Visto censura n. 18.409 del 30.6.1923
Il film venne premiato con la medaglia d’oro al Concorso Cinematografico di Torino. Guido Brignone diresse una nuova versione cinematografica della commedia nel 1939.
«La pochade del Bisson ha già toccato tutti i nostri teatri. Parlare di essa è portare vasi a Samo. È meglio invece, poiché da Giovannini a Falconi l’interpretazione è stata varia e personale trattare degli attori. [...] Oreste Bilancia. – Marito e genero. – Cioè vittima inconsapevole di due forze diverse elidente l’una, centripeta l’altra. Soggetto o ribelle a entrambe, vittima e vittorioso a tempo diverso, eroe e martire. Gli estremi della vita che egli deve impersonare con quell’equilibrio che fa rendere simpatiche le sue ribellioni, compatita la sua posizione di marito della donna di un altro, rispettata anche quando manca di rispetto. E Bilancia si bilancia magnificamente bene con comicità signorile, misurata, raggiungendo le più intense significazioni. Alberto Collo. – L’amante. – Non della suocera, per carità, della figlia di questa e della moglie dell’altro. Finezza, delicatezza, squisitezza, nobiltà, tatto e tratto da sedurre tutti... anche il marito. E ci riesce, e come. Perde le staffe, al ritorno, dopo il divorzio, quando le sorprese si rincorrono al galoppo, e le perde bene fino a stupirsi d’averle perdute e di meravigliare il pubblico per le sue trasformazioni espressive. [...] Guido Brignone. – È... il burattinaio ed ha saputo far muovere gli attori con maestria, impostare bene le scene, scegliere paesaggi e ambienti bene adatti, vigilare all’assieme e sostenere colla sua autorità e sapienza la complessa azione. Ubaldo Arata. – Ha assistito prima di ogni altro allo svolgimento della pochade e l’ha fotografata abilmente evitando errori, trasposizioni, nebulosità. Ha invece curato con arte l’impressione, il chiaroscuro, la nitidezza del disegno, la prospettiva aerea. Per la virtù degli attori, metteur-en-scène, fotografo e operatori più ancora credo, che per l’essenza dell’opera bissoniana, questo film ha ottenuto la medaglia d’oro al concorso cinematografico. E questo è il miglior ragguaglio e la miglior lode» (Gulliver, “La Rivista Cinematografica”, n. 1, 10.1.1924).
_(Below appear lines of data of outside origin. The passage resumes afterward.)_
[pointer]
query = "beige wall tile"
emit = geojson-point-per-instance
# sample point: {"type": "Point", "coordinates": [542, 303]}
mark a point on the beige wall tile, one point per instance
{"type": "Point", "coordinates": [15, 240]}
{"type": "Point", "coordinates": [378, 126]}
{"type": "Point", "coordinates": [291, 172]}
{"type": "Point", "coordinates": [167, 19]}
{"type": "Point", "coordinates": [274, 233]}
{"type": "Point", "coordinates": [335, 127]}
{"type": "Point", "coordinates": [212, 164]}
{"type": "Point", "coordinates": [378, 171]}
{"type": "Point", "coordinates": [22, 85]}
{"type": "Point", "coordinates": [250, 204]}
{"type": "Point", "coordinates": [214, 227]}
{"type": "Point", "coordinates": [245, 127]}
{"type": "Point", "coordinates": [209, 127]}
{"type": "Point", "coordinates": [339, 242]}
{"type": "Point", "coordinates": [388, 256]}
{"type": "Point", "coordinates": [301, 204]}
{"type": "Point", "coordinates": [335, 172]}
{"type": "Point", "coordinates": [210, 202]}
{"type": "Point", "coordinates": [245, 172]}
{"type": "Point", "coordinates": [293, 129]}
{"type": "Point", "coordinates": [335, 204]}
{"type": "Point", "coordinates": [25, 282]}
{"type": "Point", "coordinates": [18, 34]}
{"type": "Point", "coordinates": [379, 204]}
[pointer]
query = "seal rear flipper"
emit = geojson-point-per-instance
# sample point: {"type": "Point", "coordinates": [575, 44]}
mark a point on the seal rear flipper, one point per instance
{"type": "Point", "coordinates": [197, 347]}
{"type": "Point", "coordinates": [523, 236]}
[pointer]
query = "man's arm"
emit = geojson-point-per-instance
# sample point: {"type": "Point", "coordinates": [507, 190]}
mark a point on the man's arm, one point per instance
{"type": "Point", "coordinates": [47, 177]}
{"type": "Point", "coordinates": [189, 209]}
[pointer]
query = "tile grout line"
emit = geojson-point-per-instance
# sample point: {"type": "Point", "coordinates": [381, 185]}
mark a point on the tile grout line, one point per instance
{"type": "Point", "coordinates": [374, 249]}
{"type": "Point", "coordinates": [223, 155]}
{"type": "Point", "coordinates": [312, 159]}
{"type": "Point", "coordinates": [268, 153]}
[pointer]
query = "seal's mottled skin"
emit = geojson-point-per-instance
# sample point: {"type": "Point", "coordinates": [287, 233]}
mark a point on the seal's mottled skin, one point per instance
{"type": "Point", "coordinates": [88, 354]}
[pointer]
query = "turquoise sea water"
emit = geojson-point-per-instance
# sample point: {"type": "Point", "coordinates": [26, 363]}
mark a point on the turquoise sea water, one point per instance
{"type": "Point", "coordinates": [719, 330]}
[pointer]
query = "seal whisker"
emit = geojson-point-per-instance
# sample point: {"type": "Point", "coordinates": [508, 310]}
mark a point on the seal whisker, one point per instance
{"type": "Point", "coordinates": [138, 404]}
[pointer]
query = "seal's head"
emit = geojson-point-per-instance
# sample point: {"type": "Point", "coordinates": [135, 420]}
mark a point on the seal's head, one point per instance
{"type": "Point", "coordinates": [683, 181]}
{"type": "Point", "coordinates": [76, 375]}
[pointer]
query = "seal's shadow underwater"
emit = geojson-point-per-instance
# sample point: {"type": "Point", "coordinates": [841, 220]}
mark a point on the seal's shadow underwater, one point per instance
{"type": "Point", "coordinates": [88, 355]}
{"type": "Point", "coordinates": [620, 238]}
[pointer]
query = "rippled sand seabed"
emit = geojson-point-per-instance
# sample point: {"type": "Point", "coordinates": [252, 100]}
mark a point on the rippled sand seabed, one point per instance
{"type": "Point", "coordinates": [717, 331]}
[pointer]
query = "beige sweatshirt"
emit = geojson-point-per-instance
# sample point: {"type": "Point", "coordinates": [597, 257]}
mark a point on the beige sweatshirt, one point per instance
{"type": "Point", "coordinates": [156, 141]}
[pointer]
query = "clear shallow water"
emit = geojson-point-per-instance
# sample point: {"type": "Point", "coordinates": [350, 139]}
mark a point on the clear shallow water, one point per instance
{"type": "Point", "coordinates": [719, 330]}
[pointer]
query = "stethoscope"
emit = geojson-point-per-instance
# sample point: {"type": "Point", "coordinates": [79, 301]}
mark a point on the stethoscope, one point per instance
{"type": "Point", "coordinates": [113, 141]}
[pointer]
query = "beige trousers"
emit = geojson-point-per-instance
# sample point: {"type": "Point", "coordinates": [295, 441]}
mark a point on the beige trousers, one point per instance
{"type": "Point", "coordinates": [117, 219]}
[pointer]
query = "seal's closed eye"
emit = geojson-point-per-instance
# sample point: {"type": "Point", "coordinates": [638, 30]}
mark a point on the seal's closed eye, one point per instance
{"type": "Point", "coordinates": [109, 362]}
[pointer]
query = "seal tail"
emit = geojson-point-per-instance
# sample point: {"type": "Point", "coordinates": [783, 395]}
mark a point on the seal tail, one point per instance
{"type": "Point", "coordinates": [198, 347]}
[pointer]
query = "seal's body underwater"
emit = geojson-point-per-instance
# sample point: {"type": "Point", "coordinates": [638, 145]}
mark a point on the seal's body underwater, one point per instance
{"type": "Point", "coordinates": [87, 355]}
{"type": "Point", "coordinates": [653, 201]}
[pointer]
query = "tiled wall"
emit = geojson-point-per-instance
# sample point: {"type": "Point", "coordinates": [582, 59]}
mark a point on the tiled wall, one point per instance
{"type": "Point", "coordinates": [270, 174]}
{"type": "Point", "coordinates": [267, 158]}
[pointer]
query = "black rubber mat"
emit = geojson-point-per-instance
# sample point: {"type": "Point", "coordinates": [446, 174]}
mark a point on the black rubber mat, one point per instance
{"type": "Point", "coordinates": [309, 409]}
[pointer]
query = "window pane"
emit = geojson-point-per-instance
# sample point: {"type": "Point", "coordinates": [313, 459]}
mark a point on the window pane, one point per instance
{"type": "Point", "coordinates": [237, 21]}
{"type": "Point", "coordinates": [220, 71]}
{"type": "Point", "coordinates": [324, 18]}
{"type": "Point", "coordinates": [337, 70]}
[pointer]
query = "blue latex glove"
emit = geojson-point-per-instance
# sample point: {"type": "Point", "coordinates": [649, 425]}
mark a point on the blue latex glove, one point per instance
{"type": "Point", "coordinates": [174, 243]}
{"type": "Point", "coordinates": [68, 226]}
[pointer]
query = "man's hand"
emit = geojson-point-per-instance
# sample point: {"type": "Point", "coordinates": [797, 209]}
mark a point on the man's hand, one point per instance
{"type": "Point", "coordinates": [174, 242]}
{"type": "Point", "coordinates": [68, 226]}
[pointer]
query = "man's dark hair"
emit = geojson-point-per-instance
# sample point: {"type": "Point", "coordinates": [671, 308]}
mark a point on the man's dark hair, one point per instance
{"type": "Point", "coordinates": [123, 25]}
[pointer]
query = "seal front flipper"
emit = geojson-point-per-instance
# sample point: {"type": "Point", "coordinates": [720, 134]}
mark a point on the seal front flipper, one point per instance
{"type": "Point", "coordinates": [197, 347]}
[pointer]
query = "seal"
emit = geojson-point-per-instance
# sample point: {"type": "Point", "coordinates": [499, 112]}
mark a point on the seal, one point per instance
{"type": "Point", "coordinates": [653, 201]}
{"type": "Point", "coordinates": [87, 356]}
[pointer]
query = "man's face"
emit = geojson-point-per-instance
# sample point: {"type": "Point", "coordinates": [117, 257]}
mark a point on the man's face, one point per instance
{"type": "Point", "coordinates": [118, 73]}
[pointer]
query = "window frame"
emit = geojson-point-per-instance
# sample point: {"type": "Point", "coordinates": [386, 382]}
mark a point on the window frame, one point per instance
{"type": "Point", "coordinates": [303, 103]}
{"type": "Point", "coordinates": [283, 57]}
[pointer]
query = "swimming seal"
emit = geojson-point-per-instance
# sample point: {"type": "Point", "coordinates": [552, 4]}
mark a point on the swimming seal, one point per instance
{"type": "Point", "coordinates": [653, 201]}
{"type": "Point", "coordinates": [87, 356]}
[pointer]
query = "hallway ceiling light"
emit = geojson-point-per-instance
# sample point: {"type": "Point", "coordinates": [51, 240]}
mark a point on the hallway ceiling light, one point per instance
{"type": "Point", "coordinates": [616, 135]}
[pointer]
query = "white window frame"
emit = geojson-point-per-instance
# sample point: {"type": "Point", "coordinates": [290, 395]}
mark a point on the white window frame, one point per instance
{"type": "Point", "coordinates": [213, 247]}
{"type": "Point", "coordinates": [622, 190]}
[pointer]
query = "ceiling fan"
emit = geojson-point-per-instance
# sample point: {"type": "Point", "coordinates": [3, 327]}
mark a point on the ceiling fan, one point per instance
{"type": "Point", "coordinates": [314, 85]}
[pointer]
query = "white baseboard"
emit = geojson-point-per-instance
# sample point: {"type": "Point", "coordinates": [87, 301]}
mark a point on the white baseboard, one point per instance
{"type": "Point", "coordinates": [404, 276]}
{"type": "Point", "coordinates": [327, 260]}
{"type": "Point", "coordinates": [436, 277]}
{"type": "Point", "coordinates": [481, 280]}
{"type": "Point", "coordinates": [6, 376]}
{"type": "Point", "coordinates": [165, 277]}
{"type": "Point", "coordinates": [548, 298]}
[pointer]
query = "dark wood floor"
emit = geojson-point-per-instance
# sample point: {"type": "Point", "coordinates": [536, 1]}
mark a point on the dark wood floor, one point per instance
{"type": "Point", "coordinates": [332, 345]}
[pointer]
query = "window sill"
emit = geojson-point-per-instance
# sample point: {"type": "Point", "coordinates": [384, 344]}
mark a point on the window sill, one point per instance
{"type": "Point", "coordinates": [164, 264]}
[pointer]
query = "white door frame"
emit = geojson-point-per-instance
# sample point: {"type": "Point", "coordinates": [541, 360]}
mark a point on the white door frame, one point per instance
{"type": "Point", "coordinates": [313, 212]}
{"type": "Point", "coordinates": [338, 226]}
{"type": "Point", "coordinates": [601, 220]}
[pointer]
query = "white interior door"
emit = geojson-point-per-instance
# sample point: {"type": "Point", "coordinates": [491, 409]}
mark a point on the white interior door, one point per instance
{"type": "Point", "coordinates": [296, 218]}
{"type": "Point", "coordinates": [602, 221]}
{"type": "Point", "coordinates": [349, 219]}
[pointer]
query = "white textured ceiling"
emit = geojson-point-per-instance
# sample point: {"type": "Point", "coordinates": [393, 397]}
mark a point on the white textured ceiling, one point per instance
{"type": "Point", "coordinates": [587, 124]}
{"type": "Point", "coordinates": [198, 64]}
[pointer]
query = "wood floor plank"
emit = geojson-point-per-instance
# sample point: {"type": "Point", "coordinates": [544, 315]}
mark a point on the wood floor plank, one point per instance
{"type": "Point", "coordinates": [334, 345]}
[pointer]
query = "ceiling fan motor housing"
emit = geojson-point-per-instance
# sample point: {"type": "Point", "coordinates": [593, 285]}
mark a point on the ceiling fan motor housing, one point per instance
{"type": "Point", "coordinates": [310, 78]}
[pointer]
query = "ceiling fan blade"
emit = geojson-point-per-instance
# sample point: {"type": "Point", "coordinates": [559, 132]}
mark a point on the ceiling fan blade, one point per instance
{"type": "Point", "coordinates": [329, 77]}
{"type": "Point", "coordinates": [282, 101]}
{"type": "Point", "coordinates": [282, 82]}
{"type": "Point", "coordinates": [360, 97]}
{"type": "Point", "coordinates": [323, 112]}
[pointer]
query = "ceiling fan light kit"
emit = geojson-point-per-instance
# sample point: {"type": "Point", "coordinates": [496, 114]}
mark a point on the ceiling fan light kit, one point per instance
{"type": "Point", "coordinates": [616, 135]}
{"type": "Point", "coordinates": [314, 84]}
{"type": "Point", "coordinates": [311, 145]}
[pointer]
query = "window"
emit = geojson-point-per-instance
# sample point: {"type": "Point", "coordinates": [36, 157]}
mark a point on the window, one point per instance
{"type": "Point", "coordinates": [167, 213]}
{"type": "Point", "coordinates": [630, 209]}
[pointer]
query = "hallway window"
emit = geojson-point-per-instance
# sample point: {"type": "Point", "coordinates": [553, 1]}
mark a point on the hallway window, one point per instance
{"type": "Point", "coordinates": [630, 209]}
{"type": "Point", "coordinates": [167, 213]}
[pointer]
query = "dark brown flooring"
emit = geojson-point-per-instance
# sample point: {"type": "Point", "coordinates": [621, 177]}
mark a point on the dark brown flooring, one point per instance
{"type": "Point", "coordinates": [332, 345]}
«Io spero che a mano a mano che la cinematografia sviluppandosi acquisterà sempre maggiore veste artistica, i films comici come questo, come “La Dame de chez Maxime” e altri del genere, s’imporranno e toglieranno dalla circolazione tutte le americanate con Flik e Flok, Ridolini e compagni, i quali, se per un pezzo hanno potuto divertire il pubblico, ora cominciano a scocciare. Lo svolgimento finissimo di questa commedia brillante interessa e appassiona come, e forse anche di più, di una “pochade” in teatro, e il pubblico è continuamente tenuto attento dall’azione che mai langue e che, man mano che procede lo svolgimento, più serrata e movimentata si fa. E questo è un pregio che torna a gran vantaggio delle produzioni, sia cinematografiche che teatrali. Ma altri pregi non piccoli possiede questo film. L’insieme degli artisti è ottimo, specialmente nel sesso mascolino, ove il Bilancia, il Pieri e il Collo, benissimo a posto nelle varie parti, sempre ottimamente recitano. La suocera è anche tanto bene impersonata. Le due giovani signore potrebbero invece essere migliori, senza però voler dire che recitino male. La messa in scena molto accurata, precisa e di buon gusto. Ottima la fotografia» (C. Sircana, “La Rivista Cinematografica”, n. 2, 25.1.1924).